Rachel Reeves has a few pieces of unfinished business to pick up from her predecessor and one will be whether to continue with planned reforms to the high income child benefit charge. Whilst the thresholds have moved up following the last budget, the fundamental flaws of the system remain. Now, a couple with equal earnings totalling £120,000 can claim child benefit in full, whereas a household where one of them earns £80,000 receives no child benefit at all.

The rules continue to trip up taxpayers and for the five years to 5 April 2023, 935 cases have been appealed to the First-tier Tribunal (FTT), often with relatively trivial amounts of tax at stake. The latest in a long line of such cases is Aaron Treliving v HMRC.

In this case, the taxpayer Mr Treliving sought to make a late appeal against income tax assessments and associated penalties relating to the tax years between 2014/15 and 2019/20. Whilst Mr Treliving had notified HMRC of his wish to appeal, this was over nine months late.
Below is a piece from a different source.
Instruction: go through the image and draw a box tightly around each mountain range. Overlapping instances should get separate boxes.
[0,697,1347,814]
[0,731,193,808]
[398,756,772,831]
HMRC did not accept the out of time appeal but they themselves did not inform the taxpayer of this until nearly 17 months had passed. 

Mr Treliving then sought to bring an appeal before the FTT but the first step is that a taxpayer must notify an appeal to HMRC within 30 days of the notice assessing them. An appeal may be given late to HMRC provided various conditions are met, including that the taxpayer had a reasonable excuse for not appealing in time.

The case considered three potential excuses offered by the taxpayer:

  1. He had not received the correspondence informing him of the requirement to appeal within 30 days;
  2. His wife was pregnant with their third child and the pregnancy was high-risk and difficult.
  3. Life got in the way.

In order to be considered a reasonable excuse, the judge noted that it must be one that 'might be expected to cause anyone in the same position…as justifying a failure to bring an appeal'.

It was determined that Mr Treliving was aware of the 30-day appeal requirement due to the various correspondence he had received. It was considered that his wife’s pregnancy may have provided a reasonable excuse until their child was born but that provided no excuse for the delay after this date. That left the only remaining excuse for consideration as life getting in the way.

Any parent of three young children is likely to sympathise that life can indeed get in the way of many daily tasks. However, the court found it was not 'objectively reasonable to ignore or fail to give proper attention to one’s tax obligations because life gets in the way'. A parent might get short shrift from their partner if they used that excuse to delay a household job for months on end, so it’s no surprise that HMRC will not accept it either.